Covid-19 has mentally exhausted us. One of the reasons this is so is because it has highlighted the difficulty in how we regard experts. Obviously, we would be very wise to listen to experts when they speak from their fields of expertise. For instance, medical doctors are not merely self-proclaimed experts nor is their expertise something that the common person can easily duplicate. The neurosurgeon who cut my head open and operated on my brain after my first stroke saved my life. I wouldn’t have entrusted that scalpel to some random know-it-all on the internet or on the local bar stool.
But there is actual expertise in specific areas. And then there is a dangerous tendency to accept a drifting expertise that pushes the boundaries of its usefulness. A Labrador retriever is useful for duck hunting—until it decides on its own to leave the blind and take a swim in the pond, flaring the incoming ducks out of shotgun range. Having a PhD in mathematics does not make one an expert concerning the spread of infectious diseases. And being an expert on infectious diseases doesn’t make one an expert on economic impacts relating to infectious diseases. By its nature, expertise is limited to a specific field. Otherwise, it wouldn’t be expertise. More caution is warranted when that expertise migrates outside of its narrow scope to something that seems to be “kinda-sorta” near the area of actual expertise.
Also, we sometimes assume experts have enough information about the topic they are discussing. Unfortunately, that’s not always the case and we don’t know the limits of their information if they don’t tell us. For instance, in my younger years and based on less knowledge than exists now, the message was ubiquitous to substitute margarine for butter because margarine was supposed to be the healthy alternative. We were so advised by the public health experts, in school, by the government and by the media. The problem was, margarine contains hydrogenated vegetable oil, also known as trans fat. Much is still unknown about eating fat but one thing has now become quite clear—eating trans fat is a really bad idea. Big oops.
When it comes to making public policy, there is rarely only one field of expertise that warrants consideration. But humans, both policy makers and the recipients of such policy, tend toward reductivism. After all, it’s much easier to live in a world of bromides. Each of us tends to carry with us a certain limited number of narratives and we seem almost hard wired to process new information in such a way so that we can simply use it to confirm an existing narrative. It takes a lot more intellectual and emotional effort to consider different things and ways of thinking. Thus, we don’t fully process new information for what it’s telling us. Rather, we absorb or reject the new information in small pieces and weaponize it to buttress existing narratives.
So in terms of effectuating wise and useful public policy, we have actual humans making the policies on the big assumption that actual humans will behave in a certain way in response to that policy. That often leads to predictably unpredictable results.

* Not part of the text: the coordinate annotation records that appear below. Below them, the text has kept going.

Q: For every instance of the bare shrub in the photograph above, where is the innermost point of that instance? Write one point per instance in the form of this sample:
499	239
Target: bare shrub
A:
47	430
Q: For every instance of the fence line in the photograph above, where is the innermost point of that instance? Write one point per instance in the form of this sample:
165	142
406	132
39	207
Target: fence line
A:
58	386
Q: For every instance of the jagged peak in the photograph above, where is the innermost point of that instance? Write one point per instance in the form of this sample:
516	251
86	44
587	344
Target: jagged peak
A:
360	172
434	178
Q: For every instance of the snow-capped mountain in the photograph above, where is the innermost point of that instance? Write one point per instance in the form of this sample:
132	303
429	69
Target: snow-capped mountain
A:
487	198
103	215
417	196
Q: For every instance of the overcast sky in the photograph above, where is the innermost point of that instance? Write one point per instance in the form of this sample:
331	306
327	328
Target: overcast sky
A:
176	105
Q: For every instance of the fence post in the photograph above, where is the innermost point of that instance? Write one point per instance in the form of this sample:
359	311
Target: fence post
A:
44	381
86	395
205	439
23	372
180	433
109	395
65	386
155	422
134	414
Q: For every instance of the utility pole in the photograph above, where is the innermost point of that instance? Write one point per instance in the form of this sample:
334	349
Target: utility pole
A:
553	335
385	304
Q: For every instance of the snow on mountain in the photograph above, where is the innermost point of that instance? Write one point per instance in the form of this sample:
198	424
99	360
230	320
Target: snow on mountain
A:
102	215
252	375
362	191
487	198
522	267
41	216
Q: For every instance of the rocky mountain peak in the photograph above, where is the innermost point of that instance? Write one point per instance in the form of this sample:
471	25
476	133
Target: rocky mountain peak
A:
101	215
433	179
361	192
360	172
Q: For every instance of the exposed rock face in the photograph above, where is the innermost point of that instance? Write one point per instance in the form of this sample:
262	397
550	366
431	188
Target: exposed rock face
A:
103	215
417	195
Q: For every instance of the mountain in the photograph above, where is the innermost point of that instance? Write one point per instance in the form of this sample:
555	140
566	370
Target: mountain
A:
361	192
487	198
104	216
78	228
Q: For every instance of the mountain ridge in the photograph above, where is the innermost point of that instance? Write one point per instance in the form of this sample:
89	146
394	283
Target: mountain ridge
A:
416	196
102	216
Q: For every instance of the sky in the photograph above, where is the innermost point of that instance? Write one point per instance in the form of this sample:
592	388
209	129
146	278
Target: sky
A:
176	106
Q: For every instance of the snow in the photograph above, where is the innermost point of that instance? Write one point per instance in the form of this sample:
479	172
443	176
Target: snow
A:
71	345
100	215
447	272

That brings me to Covid-19. Humans have encountered pandemics before. But we have never encountered one in the full blown Information Age. The internet has allowed everyone to become an instant author. Unfortunately, that’s also allowed many to become instant, self-anointed experts. Alternatively, many of us don’t wish to claim actual expertise but we still are stuck with the tedious task of panning for mental expert gold.

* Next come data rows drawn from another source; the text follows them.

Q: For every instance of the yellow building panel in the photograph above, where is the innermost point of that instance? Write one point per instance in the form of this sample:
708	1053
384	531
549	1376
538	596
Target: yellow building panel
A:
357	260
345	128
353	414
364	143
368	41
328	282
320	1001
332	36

Further, Covid-19’s most insidious effect seems to be that it has made us all mentally and emotionally exhausted. We don’t want to get infected. We don’t want to spread it. We want to work, to run our businesses and to pay our bills. We want our children to have normal lives and normal schooling. We don’t want our medical providers to get sick from treating us. And we try to make sense of how to handle it all so we look for guidance. Then we look away because our search for guidance leaves us even more exhausted. So making good public policy is rendered even more difficult because we are not even sure how to handle this pandemic on an individual and family level.
When I was recovering from my strokes, I found it helpful to define my priorities and then focus on the top priority. That gave me the chance to take a mental breath and then identify something useful to do. This didn’t mean discarding everything else in a reductivist attempt to toss all my cognitively dirty clothes on the closet floor and shut the door. Rather, I gave myself permission to focus on one thing at a time. That liberated my tired, muddled mind. My body may have been neurologically paralyzed but I realized that my mind didn’t need to wallow in a state of mental and emotional paralysis. I could make choices. I could do things. Then I could hear actual experts, (doctors, psychiatrists, therapists) sharing their actual expertise about the things that I had chosen to prioritize for myself. That helped me make progress and then slowly expand my list of priorities. And that reveals the positive side of humans behaving like humans. Once I’d cleared my mind of the dirt and the mud, I could actually see the gold on the bottom of the pan. And that encouraged me to keep mining and I ended up enriched through the experience. Humans behave well when they feel encouraged and enriched.
Right now, I certainly don’t feel like I will end up enriched by the Covid-19 experience. But I surely won’t find out unless I reject mental paralysis by clearing my mind and giving it permission to not figure everything out. Much of what I thought I understood about Covid-19 has turned out to be wrong or nebulous anyway. So I think I’ll prioritize getting outside right now, going for a walk and then thinking of a friend or family member who might appreciate a phone call. That should be enough for now. And then I might be ready to absorb some helpful expertise.